Matrix Multiplication on Low-Power Processors
Research conducted under the supervision of Enrique Quintana and Adrian Castellon.
The Evolution of Matrix Multiplication Algorithms
Matrix multiplication is a core operation in mathematics, computer science, and engineering, with widespread applications in scientific computing, graphics, physics simulations, and deep learning. The computational complexity of this operation has been a major focus in algorithm research, particularly the pursuit of lowering its exponent, commonly denoted as omega (ω).

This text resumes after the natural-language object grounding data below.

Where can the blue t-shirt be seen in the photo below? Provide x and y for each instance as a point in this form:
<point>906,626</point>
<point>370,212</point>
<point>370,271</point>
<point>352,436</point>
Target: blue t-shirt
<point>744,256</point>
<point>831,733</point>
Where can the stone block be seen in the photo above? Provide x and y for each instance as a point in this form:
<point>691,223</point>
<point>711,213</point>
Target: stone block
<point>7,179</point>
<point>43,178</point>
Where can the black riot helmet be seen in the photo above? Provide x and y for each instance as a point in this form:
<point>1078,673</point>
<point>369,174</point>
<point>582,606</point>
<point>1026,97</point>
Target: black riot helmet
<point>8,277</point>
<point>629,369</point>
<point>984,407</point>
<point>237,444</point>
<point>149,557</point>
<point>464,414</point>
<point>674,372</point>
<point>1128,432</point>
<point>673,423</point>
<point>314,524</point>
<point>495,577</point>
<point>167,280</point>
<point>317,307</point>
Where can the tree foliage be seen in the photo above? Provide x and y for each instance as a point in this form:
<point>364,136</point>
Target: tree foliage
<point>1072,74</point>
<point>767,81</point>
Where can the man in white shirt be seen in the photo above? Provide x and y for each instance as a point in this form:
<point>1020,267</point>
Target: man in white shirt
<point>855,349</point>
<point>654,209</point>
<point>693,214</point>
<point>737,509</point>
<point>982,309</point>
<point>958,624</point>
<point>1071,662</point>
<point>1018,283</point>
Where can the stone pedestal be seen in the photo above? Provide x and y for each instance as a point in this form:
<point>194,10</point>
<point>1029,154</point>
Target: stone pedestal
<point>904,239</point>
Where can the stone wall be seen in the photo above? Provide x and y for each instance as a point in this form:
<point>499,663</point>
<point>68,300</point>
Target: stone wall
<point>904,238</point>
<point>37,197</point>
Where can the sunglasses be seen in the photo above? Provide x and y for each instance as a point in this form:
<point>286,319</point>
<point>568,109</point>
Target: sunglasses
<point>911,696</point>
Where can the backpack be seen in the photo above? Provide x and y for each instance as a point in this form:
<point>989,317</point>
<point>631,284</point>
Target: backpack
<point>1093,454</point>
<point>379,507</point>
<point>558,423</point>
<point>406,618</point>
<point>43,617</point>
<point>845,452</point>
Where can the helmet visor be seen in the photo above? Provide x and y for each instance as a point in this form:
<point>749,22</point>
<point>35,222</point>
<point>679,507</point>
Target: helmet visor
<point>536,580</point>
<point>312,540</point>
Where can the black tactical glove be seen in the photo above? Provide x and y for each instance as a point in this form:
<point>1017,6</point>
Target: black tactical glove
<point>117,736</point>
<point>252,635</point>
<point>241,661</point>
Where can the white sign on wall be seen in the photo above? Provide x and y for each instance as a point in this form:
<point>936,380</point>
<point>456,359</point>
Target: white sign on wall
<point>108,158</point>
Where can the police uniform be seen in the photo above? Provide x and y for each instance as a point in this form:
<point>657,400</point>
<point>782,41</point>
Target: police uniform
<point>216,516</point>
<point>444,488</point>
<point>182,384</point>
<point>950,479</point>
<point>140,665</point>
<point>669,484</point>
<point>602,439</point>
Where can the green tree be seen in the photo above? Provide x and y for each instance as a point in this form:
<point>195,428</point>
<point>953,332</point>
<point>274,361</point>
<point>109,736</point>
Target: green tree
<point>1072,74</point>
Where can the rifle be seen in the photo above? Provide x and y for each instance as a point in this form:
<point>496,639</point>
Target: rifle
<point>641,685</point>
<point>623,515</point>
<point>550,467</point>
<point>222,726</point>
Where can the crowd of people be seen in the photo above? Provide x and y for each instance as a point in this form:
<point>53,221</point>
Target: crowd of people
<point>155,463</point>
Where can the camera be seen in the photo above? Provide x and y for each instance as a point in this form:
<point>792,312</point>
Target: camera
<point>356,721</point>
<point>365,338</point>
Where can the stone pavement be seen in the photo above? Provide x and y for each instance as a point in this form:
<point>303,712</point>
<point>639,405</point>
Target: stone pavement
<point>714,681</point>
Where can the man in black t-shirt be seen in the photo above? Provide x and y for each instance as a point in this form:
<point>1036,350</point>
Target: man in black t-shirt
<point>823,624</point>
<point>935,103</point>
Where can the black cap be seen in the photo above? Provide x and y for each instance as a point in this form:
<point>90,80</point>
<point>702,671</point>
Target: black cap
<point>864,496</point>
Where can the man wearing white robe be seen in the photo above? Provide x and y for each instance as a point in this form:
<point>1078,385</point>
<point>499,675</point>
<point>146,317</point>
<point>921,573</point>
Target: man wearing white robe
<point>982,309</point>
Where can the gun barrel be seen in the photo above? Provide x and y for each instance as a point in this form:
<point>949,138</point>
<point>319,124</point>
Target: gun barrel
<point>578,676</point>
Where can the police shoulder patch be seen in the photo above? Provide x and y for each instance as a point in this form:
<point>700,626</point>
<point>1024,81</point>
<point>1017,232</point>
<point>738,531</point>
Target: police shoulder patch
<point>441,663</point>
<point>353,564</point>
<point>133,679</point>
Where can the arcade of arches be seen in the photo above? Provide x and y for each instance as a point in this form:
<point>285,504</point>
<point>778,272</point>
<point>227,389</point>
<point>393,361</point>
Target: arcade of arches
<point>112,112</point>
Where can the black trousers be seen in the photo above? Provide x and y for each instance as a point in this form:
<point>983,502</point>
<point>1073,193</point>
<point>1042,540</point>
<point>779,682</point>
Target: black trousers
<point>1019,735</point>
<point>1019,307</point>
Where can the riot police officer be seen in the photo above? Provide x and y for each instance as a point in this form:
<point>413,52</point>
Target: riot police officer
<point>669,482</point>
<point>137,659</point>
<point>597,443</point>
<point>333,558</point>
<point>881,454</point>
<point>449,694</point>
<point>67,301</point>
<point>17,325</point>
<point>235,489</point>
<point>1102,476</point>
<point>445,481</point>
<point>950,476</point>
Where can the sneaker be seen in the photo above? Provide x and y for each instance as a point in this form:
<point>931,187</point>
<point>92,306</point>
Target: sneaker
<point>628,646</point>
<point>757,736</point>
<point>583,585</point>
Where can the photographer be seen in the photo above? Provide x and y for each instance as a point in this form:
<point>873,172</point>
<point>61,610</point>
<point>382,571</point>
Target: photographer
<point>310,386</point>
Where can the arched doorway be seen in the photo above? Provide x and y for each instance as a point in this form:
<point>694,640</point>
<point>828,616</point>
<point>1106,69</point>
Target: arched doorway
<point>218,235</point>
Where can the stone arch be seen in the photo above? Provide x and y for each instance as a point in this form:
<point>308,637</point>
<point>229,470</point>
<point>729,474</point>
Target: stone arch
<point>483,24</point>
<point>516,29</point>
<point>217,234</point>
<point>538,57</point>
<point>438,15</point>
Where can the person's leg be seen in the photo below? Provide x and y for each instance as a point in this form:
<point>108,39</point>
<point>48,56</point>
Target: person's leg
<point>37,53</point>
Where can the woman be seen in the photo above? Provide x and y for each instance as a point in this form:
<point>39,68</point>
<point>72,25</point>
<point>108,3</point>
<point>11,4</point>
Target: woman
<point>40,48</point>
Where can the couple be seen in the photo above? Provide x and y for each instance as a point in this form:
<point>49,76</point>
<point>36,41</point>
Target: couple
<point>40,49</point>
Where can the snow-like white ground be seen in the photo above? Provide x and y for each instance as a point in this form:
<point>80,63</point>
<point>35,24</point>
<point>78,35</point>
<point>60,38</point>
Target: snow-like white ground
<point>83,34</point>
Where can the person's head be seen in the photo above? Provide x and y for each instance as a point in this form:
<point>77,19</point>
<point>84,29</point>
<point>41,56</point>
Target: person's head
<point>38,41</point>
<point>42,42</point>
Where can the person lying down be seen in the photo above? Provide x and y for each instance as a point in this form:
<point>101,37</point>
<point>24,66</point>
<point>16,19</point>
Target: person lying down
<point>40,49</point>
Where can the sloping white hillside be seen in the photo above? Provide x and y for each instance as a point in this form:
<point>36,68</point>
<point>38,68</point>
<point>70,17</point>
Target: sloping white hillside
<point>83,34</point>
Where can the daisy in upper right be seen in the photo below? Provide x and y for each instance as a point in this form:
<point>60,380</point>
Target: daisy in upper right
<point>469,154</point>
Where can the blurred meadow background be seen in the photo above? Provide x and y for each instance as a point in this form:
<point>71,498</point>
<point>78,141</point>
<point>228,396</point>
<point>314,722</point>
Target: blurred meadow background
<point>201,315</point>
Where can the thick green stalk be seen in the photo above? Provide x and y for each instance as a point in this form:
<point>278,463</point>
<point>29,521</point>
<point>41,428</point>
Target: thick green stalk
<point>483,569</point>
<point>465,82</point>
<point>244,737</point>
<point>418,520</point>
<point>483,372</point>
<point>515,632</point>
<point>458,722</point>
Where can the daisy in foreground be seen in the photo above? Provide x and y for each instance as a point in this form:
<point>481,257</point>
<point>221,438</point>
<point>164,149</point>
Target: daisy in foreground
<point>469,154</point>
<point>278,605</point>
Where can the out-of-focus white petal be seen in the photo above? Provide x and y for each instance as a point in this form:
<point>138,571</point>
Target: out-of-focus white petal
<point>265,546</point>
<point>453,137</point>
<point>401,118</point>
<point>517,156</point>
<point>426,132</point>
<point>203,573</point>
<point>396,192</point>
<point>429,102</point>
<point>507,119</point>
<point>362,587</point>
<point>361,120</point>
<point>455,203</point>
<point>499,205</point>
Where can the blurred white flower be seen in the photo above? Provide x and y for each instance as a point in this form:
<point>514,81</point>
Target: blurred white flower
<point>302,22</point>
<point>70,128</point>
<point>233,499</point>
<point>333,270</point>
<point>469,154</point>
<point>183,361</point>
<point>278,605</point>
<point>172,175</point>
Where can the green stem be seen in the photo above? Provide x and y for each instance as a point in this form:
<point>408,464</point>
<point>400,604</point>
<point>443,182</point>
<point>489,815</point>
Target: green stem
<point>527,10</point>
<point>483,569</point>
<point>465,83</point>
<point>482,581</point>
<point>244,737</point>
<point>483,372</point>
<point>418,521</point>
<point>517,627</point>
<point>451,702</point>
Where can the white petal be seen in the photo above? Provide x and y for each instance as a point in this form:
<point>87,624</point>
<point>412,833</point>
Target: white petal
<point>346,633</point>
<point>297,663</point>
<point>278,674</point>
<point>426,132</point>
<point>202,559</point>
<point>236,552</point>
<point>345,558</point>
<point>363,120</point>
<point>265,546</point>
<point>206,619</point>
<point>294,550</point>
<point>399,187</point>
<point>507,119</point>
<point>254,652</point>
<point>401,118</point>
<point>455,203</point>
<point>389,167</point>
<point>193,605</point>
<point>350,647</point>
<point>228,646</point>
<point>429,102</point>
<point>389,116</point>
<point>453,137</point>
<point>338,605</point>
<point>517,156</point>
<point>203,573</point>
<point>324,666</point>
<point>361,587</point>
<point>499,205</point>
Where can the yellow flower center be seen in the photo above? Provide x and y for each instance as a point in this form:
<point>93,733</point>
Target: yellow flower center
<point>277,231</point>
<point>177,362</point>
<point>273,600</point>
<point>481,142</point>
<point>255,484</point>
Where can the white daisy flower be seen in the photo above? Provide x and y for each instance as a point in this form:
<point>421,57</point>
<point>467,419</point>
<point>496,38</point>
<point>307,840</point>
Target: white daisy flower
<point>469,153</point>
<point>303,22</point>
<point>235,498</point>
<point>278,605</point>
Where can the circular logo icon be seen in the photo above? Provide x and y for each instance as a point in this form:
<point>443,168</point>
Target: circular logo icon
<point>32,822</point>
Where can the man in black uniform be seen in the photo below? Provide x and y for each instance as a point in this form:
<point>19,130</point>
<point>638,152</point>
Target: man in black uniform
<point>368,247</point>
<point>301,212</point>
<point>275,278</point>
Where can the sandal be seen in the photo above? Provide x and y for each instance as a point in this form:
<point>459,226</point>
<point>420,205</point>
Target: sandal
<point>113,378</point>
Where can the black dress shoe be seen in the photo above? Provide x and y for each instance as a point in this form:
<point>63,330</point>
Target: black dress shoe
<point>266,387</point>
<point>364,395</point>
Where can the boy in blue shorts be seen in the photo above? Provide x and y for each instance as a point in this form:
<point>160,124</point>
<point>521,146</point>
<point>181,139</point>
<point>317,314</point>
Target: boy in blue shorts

A breakthrough occurred in 1969 when Strassen dramatically reduced the exponent below the classical cubic bound, sparking a decades-long race among researchers to discover even faster algorithms. The progress is charted by a series of landmark results, especially in the early 1980s and again in the last decade. Recent advances (2020–2024) highlight how even minor improvements are now hard-won and intellectually significant.
Optimizing matrix multiplication is not only a theoretical challenge but also critical for real-world performance, especially in resource-constrained environments such as low-power processors—an area at the heart of this research project.
Visual Timeline
Figure 1. Timeline of major advances in reducing the exponent of matrix multiplication (omega, ω). Each step represents a new upper bound, marking significant milestones in computational complexity theory.
Historical Table of Key Results
| Year | Omega Bound | Authors | Reference |
|---|---|---|---|
| 1969 | 2.8074 | Volker Strassen | Numerische Mathematik |
| 1978 | 2.7960 | Victor Pan | IEEE FOCS |
| 1979 | 2.7800 | Dario Bini, Massimo Capovani, Felice Romani | Linear Algebra Appl. |
| 1981 | 2.5220 | Arnold Schönhage | SIAM J. Comput. |
| 1981 | 2.5170 | Felice Romani | SIAM J. Comput. |
| 1981 | 2.4960 | Don Coppersmith, Shmuel Winograd | IEEE STOC |
| 1986 | 2.4790 | Volker Strassen | Numerische Mathematik |
| 1990 | 2.3755 | Don Coppersmith, Shmuel Winograd | J. Symb. Comput. |
| 2010 | 2.3737 | Andrew Stothers | Thesis |
| 2012 | 2.3729 | Virginia Vassilevska Williams | STOC |
| 2014 | 2.3728639 | François Le Gall | arXiv |
| 2020 | 2.3728596 | Joshua Alman, Virginia Vassilevska Williams | arXiv |
| 2022 | 2.3718660 | Ran Duan, Zeyu Wu, Chi Zhou | arXiv |
| 2024 | 2.3715520 | Virginia Vassilevska Williams, Zhixian Xu, Kai Xu, Chi Zhou | arXiv |
| 2024 | 2.3713390 | Joshua Alman, Ran Duan, Virginia Vassilevska Williams, Zhixian Xu, Kai Xu, Chi Zhou | arXiv |
This timeline and table summarize more than fifty years of ongoing advances in one of theoretical computer science’s most fundamental questions, providing the context for this project’s focus on practical, energy-efficient computation.